I can’t help thinking that efforts to improve “social mobility” and help people from all backgrounds to get into “the professions” are looking at people from disadvantaged backgrounds only, and not looking at the whole picture.
This means they miss out on a group who really would enrich and diversify our profession: the mature student.
Before I go on, I’ll say I often start writing these blogs with an idea in mind, but not the end conclusion; I just see where it takes me. I try to take a less-considered viewpoint and expand on it, and very few points, opinions or arguments are “personal” to me. Please do pitch in with points that occur to you in the comments section.
I went to vet school from school, and then in to my first job – a fairly standard way of doing things in the veterinary profession. That said, back in those days we had the benefit of local authority funding the fees, some got living expenses grants and student loans were “top-ups” of the ever-reducing grants.

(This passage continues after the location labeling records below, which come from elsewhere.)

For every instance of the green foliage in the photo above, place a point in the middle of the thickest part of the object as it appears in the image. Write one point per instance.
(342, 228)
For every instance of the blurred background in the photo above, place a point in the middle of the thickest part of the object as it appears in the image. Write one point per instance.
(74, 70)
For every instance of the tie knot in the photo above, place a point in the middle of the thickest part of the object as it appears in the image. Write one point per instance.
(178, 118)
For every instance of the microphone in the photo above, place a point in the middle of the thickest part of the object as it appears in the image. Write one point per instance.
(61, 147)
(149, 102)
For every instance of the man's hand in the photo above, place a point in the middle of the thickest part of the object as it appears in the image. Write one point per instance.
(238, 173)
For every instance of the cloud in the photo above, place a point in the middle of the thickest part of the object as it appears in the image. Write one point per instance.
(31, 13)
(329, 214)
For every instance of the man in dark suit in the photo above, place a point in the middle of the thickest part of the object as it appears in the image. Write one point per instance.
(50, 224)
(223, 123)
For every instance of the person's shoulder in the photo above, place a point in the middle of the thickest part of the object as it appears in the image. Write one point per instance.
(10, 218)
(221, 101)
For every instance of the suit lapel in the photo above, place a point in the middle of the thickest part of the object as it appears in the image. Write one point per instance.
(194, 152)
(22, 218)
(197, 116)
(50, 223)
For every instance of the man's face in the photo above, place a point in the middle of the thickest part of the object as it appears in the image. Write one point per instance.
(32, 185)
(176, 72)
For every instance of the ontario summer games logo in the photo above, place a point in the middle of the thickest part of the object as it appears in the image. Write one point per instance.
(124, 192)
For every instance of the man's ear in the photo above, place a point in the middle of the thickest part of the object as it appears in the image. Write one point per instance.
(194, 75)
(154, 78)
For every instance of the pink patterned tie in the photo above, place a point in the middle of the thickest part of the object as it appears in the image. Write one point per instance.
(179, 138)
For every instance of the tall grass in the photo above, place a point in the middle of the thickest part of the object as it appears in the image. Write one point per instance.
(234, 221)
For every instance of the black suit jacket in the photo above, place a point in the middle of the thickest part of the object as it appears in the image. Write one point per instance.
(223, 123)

Mature students joining the degree course (either from another degree or from later on in their lives) were completely self-funded and generally either had to do so from savings or from “coming in to some money” in some way, because the level of holiday experience and study required during the course made holding down a regular job almost impossible.
And there we have it: money. Everyone needs a steady income to live on and to pay the universities for the teaching, exam fees, etc. Unfortunately, mature students have less help available to them in the form of advice and funding, and often have to pay higher fees (the “ELQ [equivalent or lower qualifications] rule” on fees funding) than first-timers.
Not only that, but mature students often have life to contend with as well; a mortgage and kids, often young. Partner and family may or may not be present and able to help but, from what I can find, other help is limited to professional development loans, which are limited in all sorts of ways, like the amounts available and length of deferment of starting repayments which make them suitable for, say, an MBA, but not a five-year bachelors degree.
My focus in consideration has been on those with a qualification already because the veterinary undergraduate degree is perhaps unique in its breadth and scope. To stand a chance of getting through it all you need to be capable of learning a lot of information quickly, and the high bars currently set to entry are there for a reason.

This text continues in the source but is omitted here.